Die Reihenfolge der Wahlkandidaten war durch den Eingang der Bewerbung festgelegt. Nachfolgend haben wir für Sie die wichtigsten Eckpunkte der jeweiligen Bewerber-Vorträge zusammengefasst. Hinweis der Redaktion:  Wir haben uns bei der Form auf Stichpunkte entschieden und aus Gründen der Neutralität auf Wertungen verzichtet. 


Gerrit Elser
Gerrit Elser. Bil: F.Enderle

Der 51-Jährige dankte zu Beginn seines Beitrags der Stadt Weingarten, die Veranstaltung “hybrid” anzubieten und dankte dem scheidenden Amtsinhaber Markus Ewald, der bei seinem Wirken stets in den Mittelpunkt stellte, die Bürger bei Entscheidungen mitzunehmen. Nach einem persönlichen Blick auf die wichtigsten Lebensdaten und die juristische Ausbildung leitete Gerrit Elser auf seine Erfahrung in der Kommunalpolitik und Verwaltung. Bereits als 28-Jähriger wurde er in Sonnenbühl, einer Gemeinde auf der Schwäbischen Alb südlich von Reutlingen, zum Bürgermeister gewählt. Es folgte 2009 die Bewerbung samt Wahlgewinn zum Oberbürgermeister in Giengen an der Brenz. Aus eigenem Entschluss trat er nicht für eine zweite Amtszeit an und wechselte in die Privatwirtschaft. Da er aufgrund der Reisetätigkeit zu oft von seiner Familie getrennt war, kam der Wunsch nach einer weiteren Veränderung, bis Ende Januar war Gerrit Elser dann als Pandemie-Beauftragter in Reutlingen tätig. 
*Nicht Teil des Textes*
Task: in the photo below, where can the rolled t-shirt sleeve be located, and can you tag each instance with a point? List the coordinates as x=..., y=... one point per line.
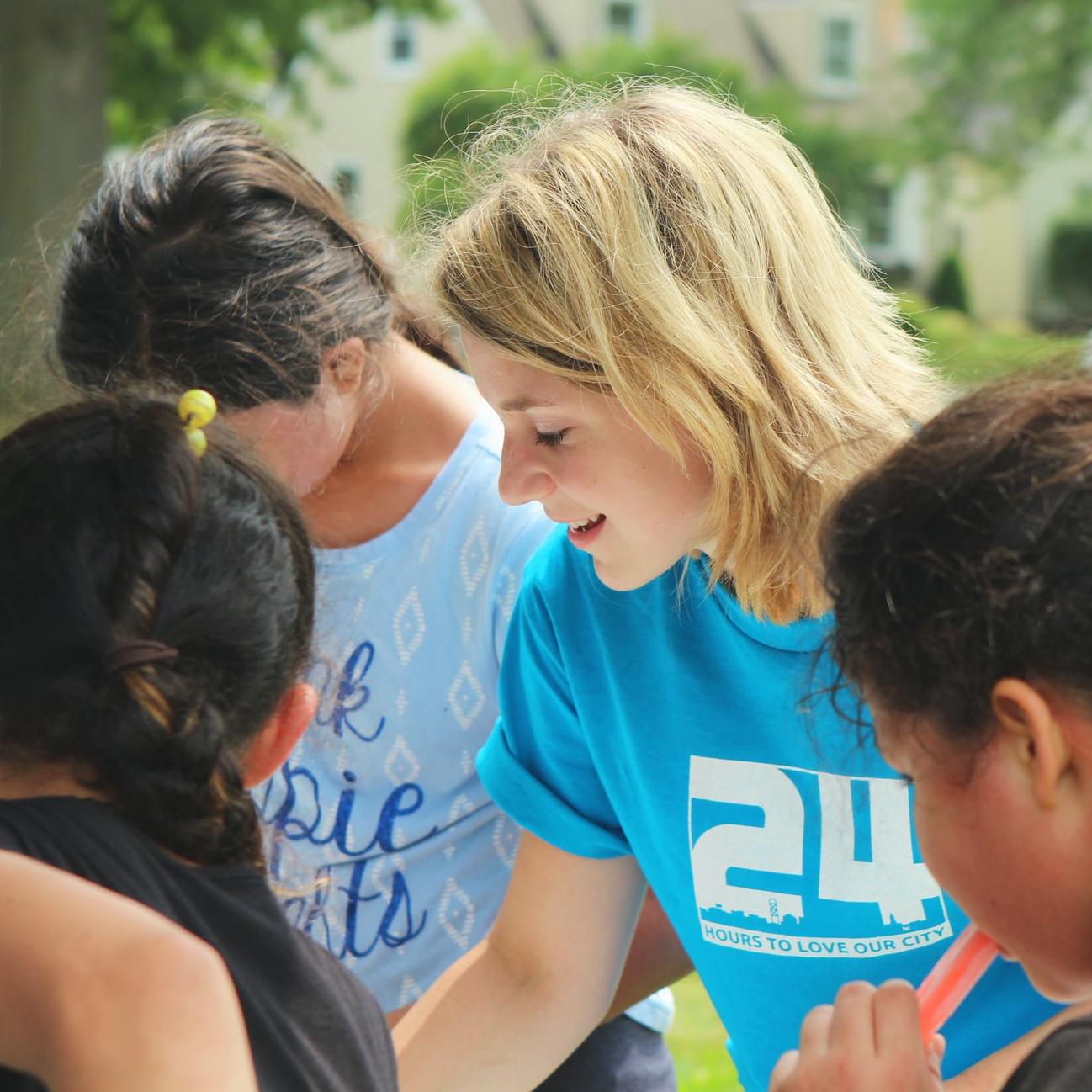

Aufgrund seiner Erfahrungen in der Kommunalpolitik kenne er die Aufgaben und Herausforderungen, die das Amt als Oberbürgermeister einer Stadt der Größe und Lage wie Weingarten mit sich bringe. Er sieht sich als parteiloser Kandidat unabhängig, denn Kommunalpolitik sei vorrangig Sachpolitik. Für Gerrit Elser sind folgende Punkte im Falle einer Wahl von Bedeutung.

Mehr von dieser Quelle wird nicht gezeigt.